Clinical characteristics of patients with 2019 coronavirus disease in a non-Wuhan area of Hubei Province, China: a retrospective study

We retrospectively analyzed patients diagnosed with COVID-19 hospitalized from January 16, 2020 to February 10, 2020. Patients suspected of having COVID-19 were admitted and quarantined, and throat swab samples were collected and tested for severe acute respiratory syndrome coronavirus 2 (SARS-CoV-2) by quantitative polymerase chain reaction assay (qPCR). Patients diagnosed with COVID-19 were enrolled in this study and asked to sign a written informed consent form during hospitalization. This study was approved by the ethics committee of Jingzhou Central Hospital. The patients have not been reported in any other submission by anyone else. The final date of follow-up was February 10, 2020.

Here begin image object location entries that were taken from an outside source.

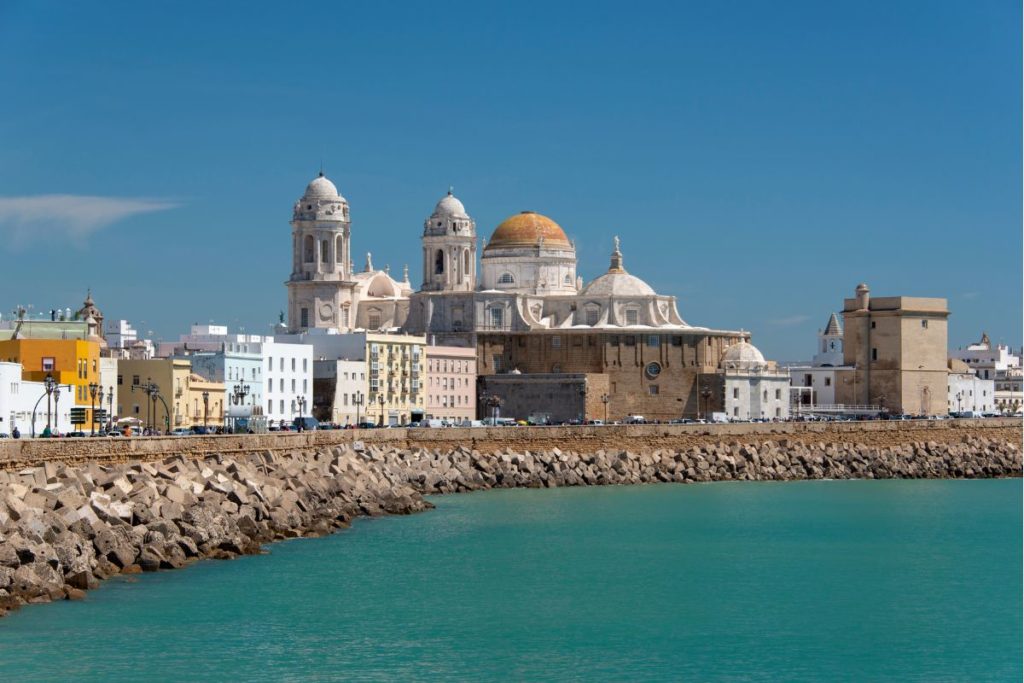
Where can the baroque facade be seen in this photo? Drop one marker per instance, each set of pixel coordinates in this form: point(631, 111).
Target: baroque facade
point(325, 291)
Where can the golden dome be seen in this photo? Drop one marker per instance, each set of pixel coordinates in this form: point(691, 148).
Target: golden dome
point(525, 229)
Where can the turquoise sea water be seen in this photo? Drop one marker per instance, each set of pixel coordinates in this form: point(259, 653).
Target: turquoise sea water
point(826, 581)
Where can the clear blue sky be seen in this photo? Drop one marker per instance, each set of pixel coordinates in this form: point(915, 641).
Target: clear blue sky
point(757, 159)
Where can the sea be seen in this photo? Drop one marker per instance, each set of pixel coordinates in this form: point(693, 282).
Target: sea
point(810, 581)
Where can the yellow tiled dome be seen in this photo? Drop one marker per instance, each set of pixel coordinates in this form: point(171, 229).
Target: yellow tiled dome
point(525, 229)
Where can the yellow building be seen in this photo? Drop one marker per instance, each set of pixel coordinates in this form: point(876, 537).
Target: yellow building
point(395, 383)
point(73, 363)
point(179, 399)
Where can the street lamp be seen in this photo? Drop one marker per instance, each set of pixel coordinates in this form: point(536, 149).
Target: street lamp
point(240, 392)
point(93, 388)
point(56, 411)
point(152, 391)
point(100, 403)
point(492, 401)
point(49, 385)
point(110, 408)
point(357, 400)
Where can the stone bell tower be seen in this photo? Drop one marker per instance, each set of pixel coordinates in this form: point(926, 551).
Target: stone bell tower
point(449, 248)
point(320, 290)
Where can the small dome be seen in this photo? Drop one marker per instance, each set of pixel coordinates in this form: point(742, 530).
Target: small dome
point(526, 229)
point(742, 352)
point(450, 207)
point(321, 188)
point(617, 284)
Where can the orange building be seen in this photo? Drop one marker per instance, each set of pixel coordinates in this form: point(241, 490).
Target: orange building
point(70, 361)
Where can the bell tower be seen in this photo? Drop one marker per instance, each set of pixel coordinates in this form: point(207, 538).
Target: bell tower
point(449, 248)
point(320, 288)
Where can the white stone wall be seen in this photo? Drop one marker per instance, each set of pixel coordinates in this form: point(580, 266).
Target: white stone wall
point(967, 391)
point(751, 395)
point(821, 380)
point(288, 379)
point(18, 398)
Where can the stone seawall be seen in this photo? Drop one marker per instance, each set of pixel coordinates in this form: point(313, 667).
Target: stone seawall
point(64, 527)
point(30, 453)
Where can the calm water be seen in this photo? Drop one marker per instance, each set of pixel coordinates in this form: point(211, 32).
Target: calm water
point(801, 582)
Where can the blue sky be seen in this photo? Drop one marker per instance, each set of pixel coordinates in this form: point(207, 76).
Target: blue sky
point(758, 160)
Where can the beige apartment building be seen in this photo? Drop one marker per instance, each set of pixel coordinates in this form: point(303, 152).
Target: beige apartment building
point(395, 388)
point(451, 383)
point(895, 350)
point(185, 399)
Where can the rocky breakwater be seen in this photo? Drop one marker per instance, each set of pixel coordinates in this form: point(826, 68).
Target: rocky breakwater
point(65, 527)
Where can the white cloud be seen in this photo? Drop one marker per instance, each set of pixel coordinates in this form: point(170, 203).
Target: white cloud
point(73, 217)
point(788, 322)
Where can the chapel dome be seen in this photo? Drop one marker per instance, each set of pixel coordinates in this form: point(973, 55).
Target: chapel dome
point(742, 352)
point(450, 207)
point(321, 188)
point(526, 229)
point(617, 284)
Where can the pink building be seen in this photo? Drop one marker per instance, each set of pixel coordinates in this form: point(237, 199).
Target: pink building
point(451, 383)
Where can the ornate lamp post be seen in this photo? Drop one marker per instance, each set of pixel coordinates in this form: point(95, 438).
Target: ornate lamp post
point(240, 392)
point(49, 385)
point(706, 394)
point(93, 388)
point(492, 402)
point(99, 402)
point(357, 400)
point(56, 411)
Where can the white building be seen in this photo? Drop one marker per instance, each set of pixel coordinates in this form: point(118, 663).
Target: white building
point(120, 334)
point(985, 360)
point(754, 387)
point(814, 385)
point(24, 404)
point(339, 391)
point(109, 382)
point(998, 364)
point(395, 371)
point(967, 391)
point(280, 375)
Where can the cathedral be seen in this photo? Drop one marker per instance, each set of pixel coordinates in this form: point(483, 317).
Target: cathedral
point(524, 308)
point(325, 291)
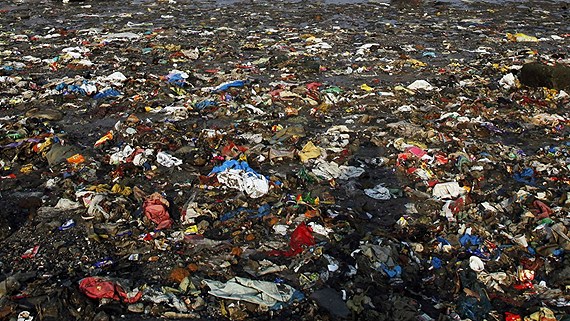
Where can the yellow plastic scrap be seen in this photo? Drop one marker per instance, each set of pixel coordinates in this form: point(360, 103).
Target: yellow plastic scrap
point(416, 63)
point(544, 314)
point(309, 151)
point(26, 169)
point(365, 87)
point(521, 37)
point(121, 189)
point(101, 188)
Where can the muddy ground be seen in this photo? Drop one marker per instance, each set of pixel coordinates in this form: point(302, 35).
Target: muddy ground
point(307, 67)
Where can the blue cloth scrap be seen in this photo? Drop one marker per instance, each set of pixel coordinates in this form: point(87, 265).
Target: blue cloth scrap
point(436, 262)
point(228, 85)
point(205, 104)
point(262, 211)
point(232, 164)
point(467, 239)
point(107, 93)
point(442, 241)
point(392, 273)
point(526, 176)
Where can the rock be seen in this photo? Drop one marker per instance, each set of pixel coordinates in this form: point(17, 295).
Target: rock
point(9, 285)
point(101, 316)
point(331, 300)
point(49, 114)
point(540, 75)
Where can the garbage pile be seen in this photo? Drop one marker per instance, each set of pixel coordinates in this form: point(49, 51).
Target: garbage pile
point(254, 161)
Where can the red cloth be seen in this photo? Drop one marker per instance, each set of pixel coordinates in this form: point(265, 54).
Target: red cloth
point(301, 236)
point(541, 210)
point(156, 210)
point(97, 288)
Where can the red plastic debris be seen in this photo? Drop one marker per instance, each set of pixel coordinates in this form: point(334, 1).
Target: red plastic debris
point(512, 317)
point(30, 253)
point(156, 210)
point(301, 236)
point(98, 288)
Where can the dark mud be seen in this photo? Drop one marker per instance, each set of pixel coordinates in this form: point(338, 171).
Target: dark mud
point(486, 132)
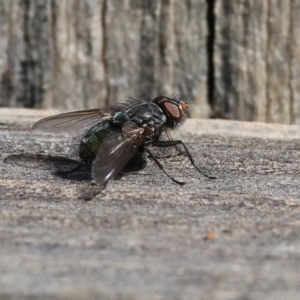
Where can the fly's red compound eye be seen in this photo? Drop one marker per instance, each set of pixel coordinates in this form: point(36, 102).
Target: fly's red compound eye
point(173, 110)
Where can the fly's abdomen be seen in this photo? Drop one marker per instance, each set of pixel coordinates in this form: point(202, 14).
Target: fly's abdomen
point(93, 140)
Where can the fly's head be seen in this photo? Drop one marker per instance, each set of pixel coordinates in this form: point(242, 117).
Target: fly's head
point(174, 110)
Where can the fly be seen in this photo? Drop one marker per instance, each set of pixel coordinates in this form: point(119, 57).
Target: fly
point(118, 133)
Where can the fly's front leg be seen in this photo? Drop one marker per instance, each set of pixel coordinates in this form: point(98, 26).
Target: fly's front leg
point(179, 142)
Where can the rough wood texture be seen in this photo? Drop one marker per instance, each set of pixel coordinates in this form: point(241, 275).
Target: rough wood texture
point(236, 237)
point(82, 54)
point(257, 60)
point(237, 60)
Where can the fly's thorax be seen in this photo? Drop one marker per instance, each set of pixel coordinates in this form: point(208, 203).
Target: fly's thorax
point(146, 114)
point(93, 139)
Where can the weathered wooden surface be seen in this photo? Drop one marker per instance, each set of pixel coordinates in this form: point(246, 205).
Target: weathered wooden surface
point(231, 59)
point(236, 237)
point(81, 54)
point(256, 60)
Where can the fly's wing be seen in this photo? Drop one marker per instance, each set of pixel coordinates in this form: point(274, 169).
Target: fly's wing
point(75, 121)
point(116, 151)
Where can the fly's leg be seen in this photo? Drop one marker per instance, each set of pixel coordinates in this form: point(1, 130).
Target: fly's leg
point(179, 142)
point(180, 152)
point(72, 170)
point(161, 166)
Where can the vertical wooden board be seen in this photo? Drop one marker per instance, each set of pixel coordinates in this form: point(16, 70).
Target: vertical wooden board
point(278, 62)
point(295, 61)
point(190, 54)
point(79, 68)
point(37, 59)
point(11, 51)
point(239, 59)
point(130, 48)
point(27, 55)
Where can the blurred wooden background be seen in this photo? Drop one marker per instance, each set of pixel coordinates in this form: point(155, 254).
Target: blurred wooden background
point(230, 59)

Clinical data [age, previous chronic disease, epidemiological history, symptoms, vital signs, computed tomography (CT) images, virus load, laboratory tests, complications, and treatment process] of the 91 patients involved in this study were collected. Acute respiratory distress syndrome was defined according to the Berlin definition [6]. Liver injury was judged by alanine aminotransferase (ALT) and aspartate aminotransferase (AST) levels. Acute kidney injury was identified according to elevated creatinine (Cr) and uric acid levels. The presence of cardiac injury was confirmed if the serum levels of cardiac biomarkers [cardiac troponin i (CTnI), creatine kinase (CK), creatine kinase isoenzyme (CK-MB)] were elevated. The diagnosis of COVID-19 was made by the comprehensive evaluation of epidemiological exposure, symptoms, laboratory tests, chest CT scan, and qPCR analysis.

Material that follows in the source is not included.